Charles Darwin is famous for saying, "[a] scientific man ought to have no wishes, no affections, - a mere heart of stone". However, whenever I learned about Darwin from secondary sources, there is always great mention of his passionate love for specific organisms like worms. He kept collections, he gardened, etc. That sounds like the behavior of someone who has tremendous affection for the natural world. So did Darwin change his mind? Was he being oblivious and hypocritical? Was he commenting on how scientists should be and not on what they often are (nerds)? Or something else entirely? I've never read this quote in it's original context and would love to hear from someone who has done primary research into Darwin's life.
Darwin's "heart of stone" comment refers to the idea that scientists should not develop an affection for a theory or law that goes beyond the evidence, and be ready to part with said theories or laws if it appears they are false.
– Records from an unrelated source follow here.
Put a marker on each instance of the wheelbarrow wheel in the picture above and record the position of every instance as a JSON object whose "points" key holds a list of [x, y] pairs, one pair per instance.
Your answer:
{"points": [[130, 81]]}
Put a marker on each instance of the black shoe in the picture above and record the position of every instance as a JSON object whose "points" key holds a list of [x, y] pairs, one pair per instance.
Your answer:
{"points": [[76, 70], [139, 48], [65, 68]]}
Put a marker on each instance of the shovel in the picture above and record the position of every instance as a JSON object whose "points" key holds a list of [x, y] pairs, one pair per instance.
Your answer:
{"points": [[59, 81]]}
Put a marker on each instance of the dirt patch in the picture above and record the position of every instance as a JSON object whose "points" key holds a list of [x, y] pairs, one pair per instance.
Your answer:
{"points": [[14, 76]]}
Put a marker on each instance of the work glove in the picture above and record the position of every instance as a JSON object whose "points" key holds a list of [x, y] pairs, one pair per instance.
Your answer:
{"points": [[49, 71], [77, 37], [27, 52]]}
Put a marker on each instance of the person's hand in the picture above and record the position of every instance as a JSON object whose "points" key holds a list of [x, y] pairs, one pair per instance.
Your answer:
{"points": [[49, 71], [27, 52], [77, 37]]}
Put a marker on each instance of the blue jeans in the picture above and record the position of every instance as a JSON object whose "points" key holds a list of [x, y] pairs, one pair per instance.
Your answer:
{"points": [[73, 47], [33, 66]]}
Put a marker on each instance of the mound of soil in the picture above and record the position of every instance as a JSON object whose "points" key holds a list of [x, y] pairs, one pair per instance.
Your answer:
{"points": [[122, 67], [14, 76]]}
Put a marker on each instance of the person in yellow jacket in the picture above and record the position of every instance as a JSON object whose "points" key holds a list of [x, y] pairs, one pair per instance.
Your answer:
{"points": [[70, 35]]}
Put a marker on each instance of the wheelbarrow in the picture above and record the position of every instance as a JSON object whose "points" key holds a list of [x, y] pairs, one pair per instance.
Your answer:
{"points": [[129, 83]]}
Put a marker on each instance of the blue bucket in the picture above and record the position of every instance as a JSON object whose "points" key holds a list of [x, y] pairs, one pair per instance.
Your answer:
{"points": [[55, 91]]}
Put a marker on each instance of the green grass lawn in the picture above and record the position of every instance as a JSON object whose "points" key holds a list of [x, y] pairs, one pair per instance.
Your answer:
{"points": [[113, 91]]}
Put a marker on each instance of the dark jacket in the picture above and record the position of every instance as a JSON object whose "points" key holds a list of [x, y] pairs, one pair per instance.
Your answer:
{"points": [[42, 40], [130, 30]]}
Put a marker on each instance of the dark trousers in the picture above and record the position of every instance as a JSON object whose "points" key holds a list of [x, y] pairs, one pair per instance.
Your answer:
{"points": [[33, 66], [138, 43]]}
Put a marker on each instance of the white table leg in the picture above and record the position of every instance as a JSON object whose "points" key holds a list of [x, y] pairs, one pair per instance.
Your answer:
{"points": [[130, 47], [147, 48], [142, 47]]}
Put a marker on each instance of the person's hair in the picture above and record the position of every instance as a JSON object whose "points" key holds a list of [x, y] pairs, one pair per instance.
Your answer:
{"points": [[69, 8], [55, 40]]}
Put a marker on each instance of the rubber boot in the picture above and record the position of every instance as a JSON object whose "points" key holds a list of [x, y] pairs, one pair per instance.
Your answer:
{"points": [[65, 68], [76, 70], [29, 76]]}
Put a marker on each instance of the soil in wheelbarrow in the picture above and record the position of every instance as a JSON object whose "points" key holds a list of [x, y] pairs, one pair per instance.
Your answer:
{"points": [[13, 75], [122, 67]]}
It is a statement about going into the world without emotional attachment to what you are going to find. It does not mean that scientists should not care generally, or care for their work, or revel in the glory of nature, or anything like that. It is not a contradiction in the slightest that Darwin could believe that scientists need to be hard-hearted when it comes to abandoning ill-formed theories (however dear to them), but that he enjoyed his work, his garden, his worms, what have you.
This is the original context and the footnotes embedded make it more clear what he is talking about with Huxley (a supposed law of Brullé's regarding vertebrae that Huxley said was wrong). It is of note this is a private correspondence and not some broader public statement by Darwin.
Darwin's entire approach to his work was anything but hard-hearted or hard-headed. He was, in the tradition of his hero, Alexander von Humboldt, a Romantic scientist, one who gloried in the sublime unity of nature and who felt that reductionism had its limits. See e.g. Robert J. Richards, The Romantic Conception of Life: Science and Philosophy in the Age of Goethe (University of Chicago Press, 2002), esp. chapter 14.